Shane Victorino worked out with the Red Sox at Fenway Sunday and will continue his rehab assignment with Pawtucket Monday. He was 0 for 3 in his first game Saturday.
The plan for Victorino is to get four at-bats Monday before playing nine innings Tuesday.
If that goes well, Victorino could be activated Wednesday.
He has been out all season with a strained right hamstring that he sustained on the final day of spring training.
Pawtucket hosts Buffalo at 6:15 p.m. Monday.
Day off for Bradley
Jackie Bradley Jr., who had started 14 consecutive games, was out of the lineup as Grady Sizemore started in center field for the first time since April 8.
Bradley was 3 for 30 in the previous 10 games, but drew nine walks. He is hitting only .220, but does have a .339 on-base percentage.
Farrell sees an improvement from last season, when Bradley hit .189 with a .280 OBP over 37 games.
“Overall, yes. More of a known commodity of what the pitchers are trying to do to attack him,” the manager said.
“I think he’s just become more familiar with the major league environment.”
One concern is strikeouts. Bradley has fanned 18 times in 59 plate appearances this year.
He struck out only 17 percent of the time in minor league games.
“Even he acknowledges the frequency of strikeouts have been greater than what he’s experienced at the minor league level. He’s also facing very good pitching every night he walks on the field.” Farrell said.
“It’s a different challenge at this level.”
Bradley’s superior defense is part of the equation, too. So the Sox are riding out the offensive waves.
“Along the way with young players, there’s going to be some ebb and flow to the performance and we have to remain patient to that,” Farrell said.

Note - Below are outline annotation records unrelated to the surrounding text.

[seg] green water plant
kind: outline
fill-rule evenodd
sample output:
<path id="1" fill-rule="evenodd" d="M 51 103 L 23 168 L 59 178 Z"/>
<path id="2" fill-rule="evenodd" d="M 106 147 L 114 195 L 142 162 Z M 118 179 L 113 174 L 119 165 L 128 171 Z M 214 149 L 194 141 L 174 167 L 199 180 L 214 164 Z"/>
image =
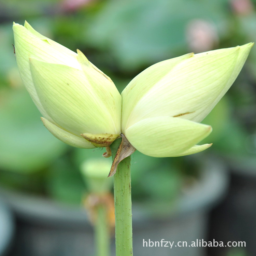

The Yankees have a day off in Boston Monday after playing the Rays in St. Petersburg, Fla., over the weekend. Tuesday’s game will feature a matchup between Jon Lester and the much-heralded Masahiro Tanaka. Lester is 2-2 with a 2.17 earned run average over four starts. Tanaka is 2-0 with a 2.05 ERA over three starts. Tanaka has struck out 28 in 22 innings and walked only two. Lester had 29 strikeouts in 29 innings with four walks. The Yankees initially didn’t plan on having Tanaka in the series, but a rainout last week changed their rotation . . . Bauman and Downes got to have a little fun at Fenway Park during the afternoon. They threw batting practice to Jonny Gomes and David Ross . . . Orioles shortstop J.J. Hardy left the game after the sixth inning with a strained right hamstring. His condition is day-to-day . . . Best of luck to Red Sox manager of media relations Abby DeCiccio, who is running the Marathon to raise money for the Red Sox Foundation.